Interdiction de DeepSeek sur les appareils gouvernementaux ? Les législateurs américains introduisent une proposition de loi

Interdiction de DeepSeek sur les appareils gouvernementaux ? Les législateurs américains introduisent une proposition de loi
Vatsala Gaur
06 févr. 2025, 21:33 PM
  • Un nouveau projet de loi vise à interdire le chatbot IA de DeepSeek sur les appareils du gouvernement américain.
  • Les législateurs invoquent des risques pour la sécurité nationale et des préoccupations en matière de confidentialité des données.
  • Cette mesure fait suite à des restrictions similaires sur TikTok et d'autres applications chinoises.

Un groupe bipartite de législateurs américains a présenté un projet de loi visant à interdire aux employés fédéraux d'utiliser le chatbot d'intelligence artificielle chinois DeepSeek sur les appareils gouvernementaux, invoquant des préoccupations de sécurité nationale et la possibilité d'une mauvaise utilisation des données par Pékin.

Les représentants Josh Gottheimer et Darin LaHood ont annoncé jeudi le projet de loi « No DeepSeek on Government Devices Act », avertissant que les connexions du chatbot à la Chine pourraient constituer un risque de sécurité grave pour les réseaux fédéraux.

Le projet de loi obligerait toutes les agences gouvernementales à supprimer DeepSeek, ainsi que toute application développée par sa société mère, High Flyer, dans les 60 jours.

« Le Parti communiste chinois a clairement indiqué qu'il exploiterait tout outil à sa disposition pour saper notre sécurité nationale, répandre de fausses informations nocives et collecter des données sur les Américains », a déclaré Gottheimer dans un communiqué.

L'interdiction proposée de DeepSeek fait suite à l'interdiction de TikTok

L’interdiction proposée est la dernière escalade dans la rivalité technologique en cours entre les États-Unis et la Chine.

DeepSeek a fait la une de l'actualité récemment après avoir dévoilé un modèle d'IA avancé, R1, qui rivalise avec les principaux systèmes d'IA américains malgré son développement dans le cadre des restrictions américaines à l'exportation de puces d'IA haute performance.

La percée de DeepSeek a alimenté les inquiétudes à Washington quant à l'avancement plus rapide que prévu du secteur de l'IA en Chine.

La capacité du chatbot à traiter d’énormes quantités d’informations de manière efficace, tout en nécessitant moins de ressources informatiques, a donné lieu à des spéculations selon lesquelles Pékin pourrait utiliser des modèles similaires pour renforcer son influence dans la recherche et les applications mondiales de l’IA.

Les législateurs ont comparé la situation à TikTok, l'application de médias sociaux appartenant à la Chine qui fait l'objet de débats sur la sécurité nationale aux États-Unis depuis des années.
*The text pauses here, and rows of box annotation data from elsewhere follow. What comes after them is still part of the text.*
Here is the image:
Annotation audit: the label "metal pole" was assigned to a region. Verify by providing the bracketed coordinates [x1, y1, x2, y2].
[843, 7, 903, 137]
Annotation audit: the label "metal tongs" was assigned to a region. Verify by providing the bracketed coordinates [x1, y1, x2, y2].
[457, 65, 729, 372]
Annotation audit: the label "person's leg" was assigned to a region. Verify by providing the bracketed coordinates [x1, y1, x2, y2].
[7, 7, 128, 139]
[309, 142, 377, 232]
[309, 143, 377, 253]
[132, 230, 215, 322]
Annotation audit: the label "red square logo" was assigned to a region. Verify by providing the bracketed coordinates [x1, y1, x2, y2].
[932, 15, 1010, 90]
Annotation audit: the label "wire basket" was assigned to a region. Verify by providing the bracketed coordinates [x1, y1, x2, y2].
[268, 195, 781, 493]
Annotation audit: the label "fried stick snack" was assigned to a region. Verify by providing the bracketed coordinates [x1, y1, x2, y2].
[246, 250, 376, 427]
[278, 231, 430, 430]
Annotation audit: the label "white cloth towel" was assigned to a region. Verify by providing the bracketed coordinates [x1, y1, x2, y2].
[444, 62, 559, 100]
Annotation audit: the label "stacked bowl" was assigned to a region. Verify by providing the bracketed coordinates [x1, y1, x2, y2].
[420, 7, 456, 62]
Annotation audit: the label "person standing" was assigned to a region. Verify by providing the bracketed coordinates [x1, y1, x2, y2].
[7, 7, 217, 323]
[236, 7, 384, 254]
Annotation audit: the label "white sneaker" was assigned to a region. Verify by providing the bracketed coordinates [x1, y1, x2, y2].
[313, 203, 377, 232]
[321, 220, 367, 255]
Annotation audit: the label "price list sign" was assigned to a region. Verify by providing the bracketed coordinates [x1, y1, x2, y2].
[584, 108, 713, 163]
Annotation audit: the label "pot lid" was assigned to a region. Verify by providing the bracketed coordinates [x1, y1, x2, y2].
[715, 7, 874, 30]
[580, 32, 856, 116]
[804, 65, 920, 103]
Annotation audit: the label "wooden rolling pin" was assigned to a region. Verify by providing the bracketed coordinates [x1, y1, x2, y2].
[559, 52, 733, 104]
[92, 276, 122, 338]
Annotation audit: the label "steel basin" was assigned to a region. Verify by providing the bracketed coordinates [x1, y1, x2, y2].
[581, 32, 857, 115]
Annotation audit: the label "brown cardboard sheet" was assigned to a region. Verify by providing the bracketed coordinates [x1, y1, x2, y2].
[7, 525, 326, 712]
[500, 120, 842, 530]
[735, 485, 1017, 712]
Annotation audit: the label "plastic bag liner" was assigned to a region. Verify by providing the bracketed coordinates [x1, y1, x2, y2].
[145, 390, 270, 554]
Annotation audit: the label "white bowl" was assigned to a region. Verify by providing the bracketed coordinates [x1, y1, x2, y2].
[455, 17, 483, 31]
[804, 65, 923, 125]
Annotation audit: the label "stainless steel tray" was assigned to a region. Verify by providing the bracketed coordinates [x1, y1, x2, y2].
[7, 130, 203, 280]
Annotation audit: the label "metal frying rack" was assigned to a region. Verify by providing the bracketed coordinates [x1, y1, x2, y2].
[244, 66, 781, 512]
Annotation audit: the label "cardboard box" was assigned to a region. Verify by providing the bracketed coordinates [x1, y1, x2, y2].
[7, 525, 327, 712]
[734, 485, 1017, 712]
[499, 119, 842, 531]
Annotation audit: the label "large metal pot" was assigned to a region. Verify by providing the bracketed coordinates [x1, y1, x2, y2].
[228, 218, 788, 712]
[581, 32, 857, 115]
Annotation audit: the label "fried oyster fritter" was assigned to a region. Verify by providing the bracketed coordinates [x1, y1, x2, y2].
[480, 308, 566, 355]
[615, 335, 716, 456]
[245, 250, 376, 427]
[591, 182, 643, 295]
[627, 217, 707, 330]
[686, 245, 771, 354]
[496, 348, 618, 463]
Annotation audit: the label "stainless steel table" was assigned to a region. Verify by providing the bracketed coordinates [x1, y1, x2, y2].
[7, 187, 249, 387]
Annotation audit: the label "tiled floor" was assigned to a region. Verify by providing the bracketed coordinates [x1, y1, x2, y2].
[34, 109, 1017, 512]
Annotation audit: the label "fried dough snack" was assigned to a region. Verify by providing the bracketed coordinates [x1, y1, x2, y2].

Les agences fédérales et étatiques ont déjà interdit TikTok sur les appareils gouvernementaux en raison de craintes que sa société mère, ByteDance, ne soit contrainte de partager les données des utilisateurs américains avec les autorités chinoises.

TikTok fait désormais face à une interdiction imminente, à moins que ByteDance ne vende la plateforme, suite à une loi adoptée l'année dernière avec le soutien des deux partis.

Des experts en cybersécurité mettent en garde contre les risques de données liés à DeepSeek

Les experts en sécurité affirment que les chatbots alimentés par l'IA comme DeepSeek posent des risques supplémentaires en raison de la manière dont ils stockent et traitent les interactions des utilisateurs.

De nombreuses entreprises d’intelligence artificielle utilisent les données des conversations de chatbots pour améliorer leurs modèles, ce qui soulève des préoccupations en matière de confidentialité concernant une éventuelle surveillance gouvernementale.

« Les utilisateurs doivent être conscients que toutes les données partagées avec la plateforme pourraient être sujettes à l'accès du gouvernement en vertu des lois chinoises sur la cybersécurité, qui obligent les entreprises à fournir l'accès aux données sur demande des autorités », a déclaré Adrianus Warmenhoven, expert en cybersécurité chez NordVPN, cité dans un rapport de CNN.

Les États-Unis ne sont pas les seuls à examiner DeepSeek. L'Australie, l'Italie et Taïwan ont déjà pris des mesures pour limiter l'influence du chatbot, invoquant des risques de sécurité similaires.

DeepSeek n'a pas répondu publiquement à la proposition d'interdiction américaine, mais sa rapide ascension dans le secteur de l'IA a ajouté aux craintes croissantes que la Chine puisse bientôt rivaliser avec la domination de la Silicon Valley dans l'intelligence artificielle.

Alors que les législateurs poussent à des contrôles plus stricts, le débat sur l’IA et la sécurité nationale devrait s’intensifier dans les mois à venir.